TBMM Genel Kurulu'nda Dışişleri Bakanlığı bütçesi üzerinde konuşan Türkeş, Hükümet'in dış politika konusunda kamuoyunu aydınlatmadığını savunarak, yapılan açıklamaların tatmin edici olmaktan uzak ve muğlak ifadeler içermemesi gerektiğini kaydetti. Başbakan ve Dişişleri Bakanı'na yönelttikleri sorulara bugüne kadar tatmin edici hiçbir yanıt alamadıklarını anlatan Türkeş, şöyle konuştu:
"Malatya Kürecik'e yerleştirilen radar isteminin mülkiyeti, nihai kontrol ve yetkisi kime aittir- Bu kimin işine yarayacaktır- 10 yıldır iktidardasınız bu füzeleri keşke şimdi değil de daha evvel yerleştirseydiniz. Türkiye'nin güvenlik ve tehdit algılamalarında değişiklik olmamıştır. Ama NATO'nun hamiliği altında bir Türkiye görüntüsü kabul edilemez. Türkiye NATO'ya muhtaç olmayıp kendi güvenliğini sağlayabilecek güçtedir. Yoksa ustalık dönemi AKP Hükümeti olarak buna inanmıyor musunuz- Ege'de bulunan 3 adamız iki yıl öncesine kadar vatandaşlarımızın piknik yaptığı, teknelerin turlar düzenlediği yer iken bugün artık Yunanistan'ın elinde. 2 yıl içinde ne değişti de vatandaşlarımız bu adalara gidemiyor- Aidiyeti belirsiz adalar kategorisine giriyorsa neden Yunan bayrakları asılı- Türkiye'nin başkentinde bir okulda tarih dersinde Türklerin Ermenilere soykırım uyguladığı öğretiliyor. Sayın Başbakan, sayın Dışişleri Bakanı bundan haberiniz var mı- Türk çocuklarına bu yalanların okutulmasına razı mısınız, bu mu ustalık döneminiz-"
Türkeş, bazı büyükelçi ve başkonsolosların mektupları göndererek Dışişleri Bakanı Ahmet Davutoğlu ve Müsteşar'ın uygulamalarını ağır dille eleştirdiklerini ve tepkilerini dile getirdiklerini savunarak, "Böylesi dönemde büyükelçilerin yaptığı bu çıkışlar son dere anlamlıdır. Dışişleri Bakanlığı'nın içine düştüğü durumun diplomatlarca itirafı ve acı ifadesidir" dedi.

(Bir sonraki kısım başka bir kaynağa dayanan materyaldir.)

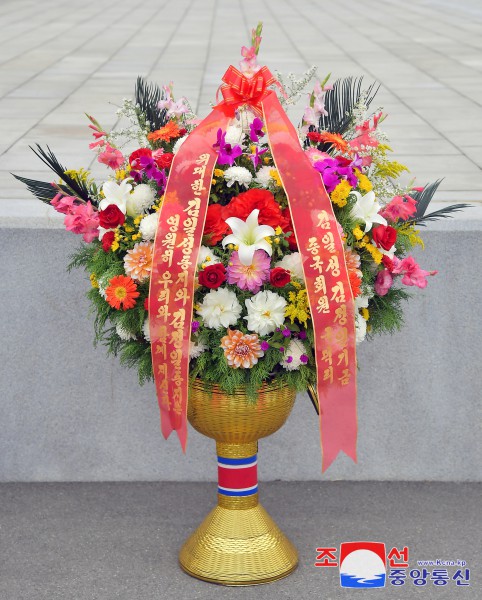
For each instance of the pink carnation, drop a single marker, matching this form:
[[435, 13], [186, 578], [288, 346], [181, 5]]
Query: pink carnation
[[249, 277], [383, 282], [399, 208], [412, 273], [83, 220], [63, 204], [111, 157]]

Bulgaristan'da soydaşların siyasi hayatına müdahalede bulunulduğu, Hak ve Özgürlükler Hareketi'nden ayrılan grubun desteklendiği yönünden propaganda iddiaları olduğunu kaydeden Türkeş, "Bu iddialar doğru ve AKP Hükümeti Bulgaristan'da diğer siyasi partiyi el altından da olsa destekliyorsa bunu kınıyor ve Hükümet'i uyarıyoruz. KKTC'de de benzer bir iddia dile getiriliyor, UDP içerisindeki siyasi mücadelede taraf tutuğunuz ileri sürülmektedir" diye konuştu.
Türkeş, Başbakan Recep Tayyip Erdoğan'ın MHP Genel Başkanı Devlet Bahçeli'yi Türk dünyasına yönelik eleştirerek komik duruma düştüğünü ileri sürerek, iktidarın Türk dünyası ile ilişkilerde çok zayıf olduğunu söyledi. Türkeş, "Lütfen artık ağlamaya son verin. Terör saldırısı ve bomba kurbanı küçük çocuklara, şehitlere, Irak ve Suriye'deki Türkmen'in yaşadıklarına ağlamıyorsanız Filistin'de ağlamışsınız ne yazar. Yine de dünya tarafından ciddiye alınmazsınız" görüşünü savundu.
"Kabak mı sporcu mu yetiştireceğiz"
MHP Aydın Milletvekili Ali Uzunırmak, Gençlik ve Spor Bakanlığı bütçesi üzerine konuşurken, sporda dünyada başarılı kazanmış engelli sporcular ve takımlar bulunduğunu belirterek, iktidarın bu başarıyı ödüllendirmediğini ifade etti.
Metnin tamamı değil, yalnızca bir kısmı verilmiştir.